Rough notes on high-scalability systems

  • Scalability
    • Scalability is the capability of a system, process, or a network to grow and manage increased demand.
    • Horizontal
      • Scaling up by adding more servers
      • Easier to adjust dynamically
    • Vertical
      • Scaling up by beefing up server resources/power
  • Reliability
    • The probability a system will fail in a given period
    • Achieved through redundancy of both the software components and data.
  • Availability
    • The time a system remains operational
    • If a system is reliable, it is available.
    • However, if it is available, it is not necessarily reliable.
  • Efficiency
    • Response Time
    • Throughput
  • Serviceability or Manageability
    • Also Observability
  • Load Balancing
    • Prevents single point of failure
    • Improves overall application availability and response time
    • Distributes Load, no single struggling server
    • Provides analytics
    • Handles failures
    • Can add LBs in three places
      • Between the user and the web server
      • Between web servers and an internal platform layer, like application servers or cache servers
      • Between internal platform layer and database.
    • How do they work
      • Health checks to backend servers
      • Methods
        • Round Robin
        • Weighted round robin
        • Least connections
        • Least response time
        • IP hash
    • LBs must also be redundant
  • Caching
    • LB helps scaling, but caching enables:
      • Vastly better use of resources
      • Implementing requirements that would otherwise be unattainable
      • Pros: Better for static data
      • Cons: Not good for user generated data, where freshness and consistencty is critical
    • Assume 1M requests for 100 items
      • If we split 50 items to 2 servers, each will still have to deal with 1M requests
      • If we replicate 100 items to 2 servers, each will deal with 500K requests instead
    • GET requests can be UDP, SET/DELETE can be TCP
    • Application server cache
      • Could improve request/response time, but if we have scaled with many nodes that are behind a load balancer, we’ll have many cache misses, because requests will be routed to different nodes
    • CDNs
      • Tip: use a different subdomain (cdn.facebook.com) for static content, will help later when passing DNS to your CDN
    • Cache invalidation
      • Cache is amazing, but needs management to keep cache coherent with DB
      • If data is updated on DB, needs to be updated in cache.
        • Known as cache invalidation
    • Types of Cache
      • Write-through
        • Write to cache and DB at the same time
        • More reliable, less data losses
        • But, with increased latency for write operations
      • Write-around
        • Bypass cache and write directly to DB
        • If data is being reread, cache miss will happen
      • Write-back
        • Data is written to cache and confirmed immediately to client
        • Data will be written to DB at a later time
        • Low latency and high thoughput for write-intensive apps
        • Comes with risk of data loss
    • Cache Eviction policies
      • FIFO
      • LIFO
      • LRU
      • LFU
      • RR
  • Data Partitioning
    • Breaking up big DB in smaller parts
    • Easier to scale vertically than vertically after a point
    • Types
      • Horizontal Partitioning / Sharding / Range based partitioning
        • Put ranges of rows in different tables
          • If we split across multiple servers, then we have sharding
        • Main problem is that if range isn’t chosen properly it’s lead to unbalanced servers
          • e.g. using zip code can result in unbalances (bigger vs smaller cities)

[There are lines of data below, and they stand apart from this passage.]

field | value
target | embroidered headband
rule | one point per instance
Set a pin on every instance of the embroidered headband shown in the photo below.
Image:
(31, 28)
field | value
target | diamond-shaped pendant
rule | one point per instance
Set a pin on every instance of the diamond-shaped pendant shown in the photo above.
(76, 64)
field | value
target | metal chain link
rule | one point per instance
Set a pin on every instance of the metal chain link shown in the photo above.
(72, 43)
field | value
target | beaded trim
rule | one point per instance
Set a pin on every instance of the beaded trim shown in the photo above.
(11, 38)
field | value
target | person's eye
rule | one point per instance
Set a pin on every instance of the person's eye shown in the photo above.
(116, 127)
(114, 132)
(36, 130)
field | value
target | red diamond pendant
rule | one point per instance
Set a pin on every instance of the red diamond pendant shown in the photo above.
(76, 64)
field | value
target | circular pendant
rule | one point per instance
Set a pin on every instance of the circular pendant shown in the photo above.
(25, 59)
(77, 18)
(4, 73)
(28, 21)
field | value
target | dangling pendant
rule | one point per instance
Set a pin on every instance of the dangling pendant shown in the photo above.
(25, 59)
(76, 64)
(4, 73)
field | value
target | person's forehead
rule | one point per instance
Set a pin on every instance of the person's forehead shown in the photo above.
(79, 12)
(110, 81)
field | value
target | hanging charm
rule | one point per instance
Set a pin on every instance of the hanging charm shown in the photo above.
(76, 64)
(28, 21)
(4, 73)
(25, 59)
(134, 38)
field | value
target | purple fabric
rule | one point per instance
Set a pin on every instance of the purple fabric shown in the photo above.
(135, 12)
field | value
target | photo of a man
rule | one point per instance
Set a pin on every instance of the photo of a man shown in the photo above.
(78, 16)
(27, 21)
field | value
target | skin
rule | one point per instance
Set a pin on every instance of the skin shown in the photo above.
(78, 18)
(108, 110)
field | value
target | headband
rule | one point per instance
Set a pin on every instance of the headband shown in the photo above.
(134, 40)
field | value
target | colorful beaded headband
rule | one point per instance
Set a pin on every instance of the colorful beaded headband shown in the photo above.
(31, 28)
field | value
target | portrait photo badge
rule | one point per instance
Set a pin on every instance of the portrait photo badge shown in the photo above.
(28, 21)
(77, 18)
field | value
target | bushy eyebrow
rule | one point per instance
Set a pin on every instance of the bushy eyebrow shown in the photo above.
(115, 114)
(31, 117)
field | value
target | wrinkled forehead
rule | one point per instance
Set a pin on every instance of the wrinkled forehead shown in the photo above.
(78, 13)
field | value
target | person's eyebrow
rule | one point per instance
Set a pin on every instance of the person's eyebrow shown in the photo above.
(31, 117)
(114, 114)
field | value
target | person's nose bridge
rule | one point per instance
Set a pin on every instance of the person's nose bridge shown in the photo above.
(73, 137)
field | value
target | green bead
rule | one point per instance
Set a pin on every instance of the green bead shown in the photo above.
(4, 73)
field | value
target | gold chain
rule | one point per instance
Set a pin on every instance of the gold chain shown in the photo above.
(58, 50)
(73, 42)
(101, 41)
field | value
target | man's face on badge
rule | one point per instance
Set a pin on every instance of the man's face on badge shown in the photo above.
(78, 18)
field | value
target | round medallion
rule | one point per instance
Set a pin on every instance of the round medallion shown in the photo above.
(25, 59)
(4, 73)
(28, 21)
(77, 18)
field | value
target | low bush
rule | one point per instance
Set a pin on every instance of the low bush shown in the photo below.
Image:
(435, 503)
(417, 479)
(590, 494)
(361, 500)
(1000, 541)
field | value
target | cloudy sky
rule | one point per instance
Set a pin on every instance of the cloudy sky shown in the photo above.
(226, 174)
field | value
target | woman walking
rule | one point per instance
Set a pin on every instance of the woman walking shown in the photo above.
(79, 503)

      • Vertical Partitioning
        • Different tables in different servers
        • e.g. for instagram, separate servers for
          • Profile info
          • Friend list
          • Photos
        • Main problem is that you might need to distribute to more servers if specific server grows big (e.g. billions of photos)
      • Federation
        • split into multiple DB based on function (product, user, forums DBs)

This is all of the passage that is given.